Many divorced parents think sleepovers at the father's house might be disruptive for the children and their relationship with the mom. They think the best arrangement would be for kids to stay with the primary caregiver, which is usually the mother. A new study published in the American Psychology Association journal, however, is saying otherwise.
Researchers surveyed 100 children of divorce who are now of college age. They were asked about their current relationship with their parents and their childhood. Their parents were also asked about the time they spent with their kids after the divorce. Most of the students surveyed were children of divorce before they were 3-years-old.
Researchers learned the most critical time for these kids was during their toddler years.
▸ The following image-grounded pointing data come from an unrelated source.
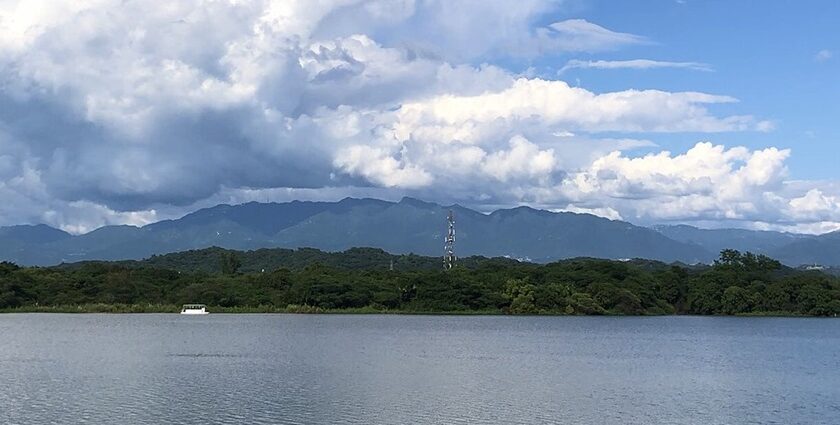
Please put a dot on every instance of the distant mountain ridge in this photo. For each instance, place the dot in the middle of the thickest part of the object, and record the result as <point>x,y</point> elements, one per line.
<point>407,226</point>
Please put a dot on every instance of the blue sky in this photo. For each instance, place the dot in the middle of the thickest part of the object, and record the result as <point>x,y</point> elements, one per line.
<point>766,55</point>
<point>712,113</point>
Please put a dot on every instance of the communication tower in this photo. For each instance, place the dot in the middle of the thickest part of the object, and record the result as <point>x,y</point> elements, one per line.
<point>449,246</point>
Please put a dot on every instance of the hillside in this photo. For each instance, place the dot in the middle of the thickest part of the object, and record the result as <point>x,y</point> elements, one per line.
<point>408,226</point>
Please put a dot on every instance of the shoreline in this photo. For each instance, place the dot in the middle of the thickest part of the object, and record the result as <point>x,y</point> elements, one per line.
<point>297,309</point>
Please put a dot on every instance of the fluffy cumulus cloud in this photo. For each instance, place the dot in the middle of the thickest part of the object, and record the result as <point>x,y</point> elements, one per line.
<point>112,111</point>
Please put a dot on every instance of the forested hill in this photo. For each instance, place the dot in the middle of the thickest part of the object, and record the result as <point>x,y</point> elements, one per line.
<point>408,226</point>
<point>216,260</point>
<point>308,280</point>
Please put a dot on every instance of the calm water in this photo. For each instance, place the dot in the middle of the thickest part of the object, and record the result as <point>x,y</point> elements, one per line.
<point>152,369</point>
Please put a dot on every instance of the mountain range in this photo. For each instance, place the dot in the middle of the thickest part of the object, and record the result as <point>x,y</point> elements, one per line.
<point>408,226</point>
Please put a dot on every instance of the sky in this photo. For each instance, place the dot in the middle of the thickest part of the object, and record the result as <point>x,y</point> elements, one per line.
<point>710,113</point>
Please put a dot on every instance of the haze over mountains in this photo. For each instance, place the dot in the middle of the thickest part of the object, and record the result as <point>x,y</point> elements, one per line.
<point>408,226</point>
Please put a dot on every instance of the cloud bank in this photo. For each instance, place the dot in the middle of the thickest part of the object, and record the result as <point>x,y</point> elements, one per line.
<point>114,112</point>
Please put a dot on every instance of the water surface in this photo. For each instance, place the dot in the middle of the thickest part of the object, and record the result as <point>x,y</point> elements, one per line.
<point>266,369</point>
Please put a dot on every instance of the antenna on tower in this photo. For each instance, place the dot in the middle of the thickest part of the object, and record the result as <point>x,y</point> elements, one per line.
<point>449,245</point>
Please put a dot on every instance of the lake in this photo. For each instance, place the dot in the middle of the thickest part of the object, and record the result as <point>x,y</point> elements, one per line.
<point>380,369</point>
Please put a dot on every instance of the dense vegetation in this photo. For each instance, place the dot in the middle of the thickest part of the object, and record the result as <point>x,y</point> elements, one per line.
<point>738,283</point>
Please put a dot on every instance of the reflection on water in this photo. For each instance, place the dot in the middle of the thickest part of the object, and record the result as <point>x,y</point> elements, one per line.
<point>267,369</point>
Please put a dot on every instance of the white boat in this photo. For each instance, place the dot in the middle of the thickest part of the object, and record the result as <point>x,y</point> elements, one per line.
<point>194,309</point>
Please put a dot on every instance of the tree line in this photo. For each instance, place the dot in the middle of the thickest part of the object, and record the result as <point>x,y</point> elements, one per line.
<point>737,283</point>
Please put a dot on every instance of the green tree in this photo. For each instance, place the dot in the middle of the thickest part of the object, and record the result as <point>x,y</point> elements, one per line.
<point>230,262</point>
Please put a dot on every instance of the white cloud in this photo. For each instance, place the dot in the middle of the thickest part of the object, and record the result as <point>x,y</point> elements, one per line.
<point>114,112</point>
<point>633,64</point>
<point>556,104</point>
<point>823,55</point>
<point>582,35</point>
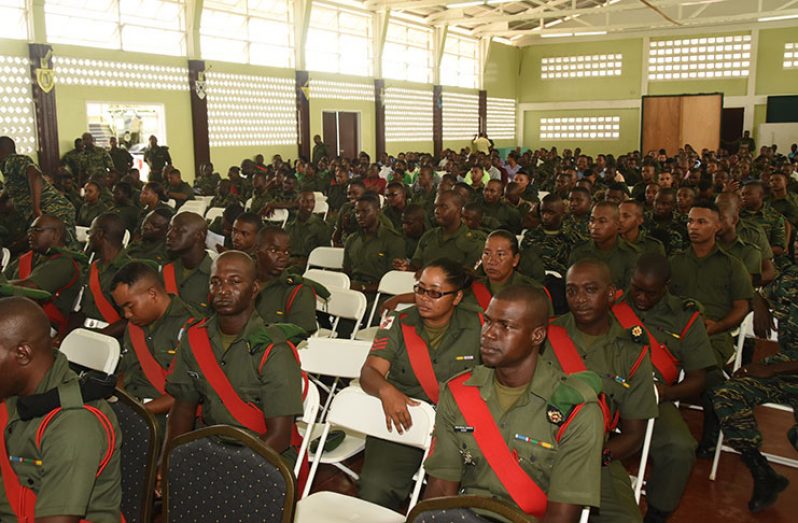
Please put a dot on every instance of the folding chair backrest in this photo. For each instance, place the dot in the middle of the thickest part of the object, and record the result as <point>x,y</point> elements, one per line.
<point>139,457</point>
<point>91,350</point>
<point>334,357</point>
<point>326,258</point>
<point>234,479</point>
<point>328,278</point>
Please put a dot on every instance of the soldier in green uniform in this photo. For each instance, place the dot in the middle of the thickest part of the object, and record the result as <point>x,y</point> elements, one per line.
<point>678,341</point>
<point>68,486</point>
<point>285,296</point>
<point>451,239</point>
<point>445,336</point>
<point>189,273</point>
<point>152,243</point>
<point>53,268</point>
<point>606,245</point>
<point>235,340</point>
<point>598,343</point>
<point>157,157</point>
<point>97,307</point>
<point>630,220</point>
<point>92,206</point>
<point>307,230</point>
<point>770,381</point>
<point>31,193</point>
<point>550,241</point>
<point>156,324</point>
<point>524,394</point>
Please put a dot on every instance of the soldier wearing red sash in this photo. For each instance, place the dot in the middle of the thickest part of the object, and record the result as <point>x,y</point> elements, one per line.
<point>517,428</point>
<point>413,352</point>
<point>677,340</point>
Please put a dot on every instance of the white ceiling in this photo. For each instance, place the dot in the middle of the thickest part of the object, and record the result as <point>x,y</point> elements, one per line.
<point>526,22</point>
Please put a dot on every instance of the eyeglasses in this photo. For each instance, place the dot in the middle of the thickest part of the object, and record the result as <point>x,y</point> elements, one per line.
<point>431,293</point>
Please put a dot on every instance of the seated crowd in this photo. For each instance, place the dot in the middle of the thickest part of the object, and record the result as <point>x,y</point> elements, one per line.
<point>561,301</point>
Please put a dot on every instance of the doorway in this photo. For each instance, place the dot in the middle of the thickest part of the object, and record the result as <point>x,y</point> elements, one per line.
<point>341,133</point>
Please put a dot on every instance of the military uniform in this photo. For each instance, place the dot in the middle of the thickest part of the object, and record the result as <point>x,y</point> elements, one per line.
<point>621,259</point>
<point>714,281</point>
<point>461,247</point>
<point>288,298</point>
<point>567,469</point>
<point>673,323</point>
<point>614,356</point>
<point>66,483</point>
<point>274,386</point>
<point>388,468</point>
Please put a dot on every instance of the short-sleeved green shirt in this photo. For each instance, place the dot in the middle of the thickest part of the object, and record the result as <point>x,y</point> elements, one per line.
<point>457,351</point>
<point>461,247</point>
<point>667,320</point>
<point>621,259</point>
<point>276,390</point>
<point>162,338</point>
<point>106,273</point>
<point>614,355</point>
<point>73,445</point>
<point>273,302</point>
<point>569,472</point>
<point>368,257</point>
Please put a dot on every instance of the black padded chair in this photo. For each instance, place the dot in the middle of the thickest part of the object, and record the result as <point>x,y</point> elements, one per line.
<point>224,474</point>
<point>458,509</point>
<point>139,456</point>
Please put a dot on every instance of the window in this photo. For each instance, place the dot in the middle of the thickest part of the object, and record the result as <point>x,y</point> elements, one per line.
<point>700,58</point>
<point>407,54</point>
<point>13,22</point>
<point>581,128</point>
<point>259,32</point>
<point>791,55</point>
<point>16,103</point>
<point>460,116</point>
<point>339,40</point>
<point>460,63</point>
<point>580,66</point>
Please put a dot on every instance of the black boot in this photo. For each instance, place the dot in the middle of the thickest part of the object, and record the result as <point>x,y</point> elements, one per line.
<point>767,483</point>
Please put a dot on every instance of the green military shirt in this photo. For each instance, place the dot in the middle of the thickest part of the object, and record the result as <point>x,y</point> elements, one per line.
<point>461,247</point>
<point>621,258</point>
<point>273,302</point>
<point>368,257</point>
<point>194,285</point>
<point>554,247</point>
<point>107,272</point>
<point>304,236</point>
<point>612,355</point>
<point>457,351</point>
<point>73,445</point>
<point>715,281</point>
<point>162,338</point>
<point>276,389</point>
<point>666,321</point>
<point>568,470</point>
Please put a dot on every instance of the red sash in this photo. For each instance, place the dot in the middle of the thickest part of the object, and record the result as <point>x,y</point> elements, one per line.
<point>662,359</point>
<point>107,310</point>
<point>22,499</point>
<point>169,279</point>
<point>522,488</point>
<point>153,371</point>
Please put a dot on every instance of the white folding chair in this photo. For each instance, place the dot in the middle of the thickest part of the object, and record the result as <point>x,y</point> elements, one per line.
<point>328,278</point>
<point>326,258</point>
<point>342,303</point>
<point>355,410</point>
<point>91,350</point>
<point>392,283</point>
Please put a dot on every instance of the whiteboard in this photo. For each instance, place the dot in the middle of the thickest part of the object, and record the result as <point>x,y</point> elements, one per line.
<point>782,134</point>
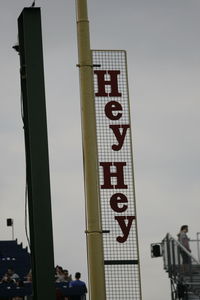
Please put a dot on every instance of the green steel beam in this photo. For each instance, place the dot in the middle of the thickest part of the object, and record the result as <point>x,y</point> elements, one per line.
<point>37,159</point>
Those who spent more overnight time at dad's had "higher-quality" relationships as grownups with both parents compared to those who didn't experience sleepovers at their father's place frequently. Their relationship was even better than children of divorce who eventually make up for lost time with their fathers during the teenage years.
"Having to care for their infants and toddlers for the whole cycle of evening, bedtime, nighttime and morning helps dads learn how to parent their children from the beginning," study author William Fabricius said, according to Science Daily. "It helps dads and babies learn about each other, and provides a foundation for their future relationship."
Frequent overnights or sleepovers with dad also ease the stress of child-rearing from the mother who usually functions as the full-time parent. With the kids staying at their fathers often, mothers get some break from being single parents.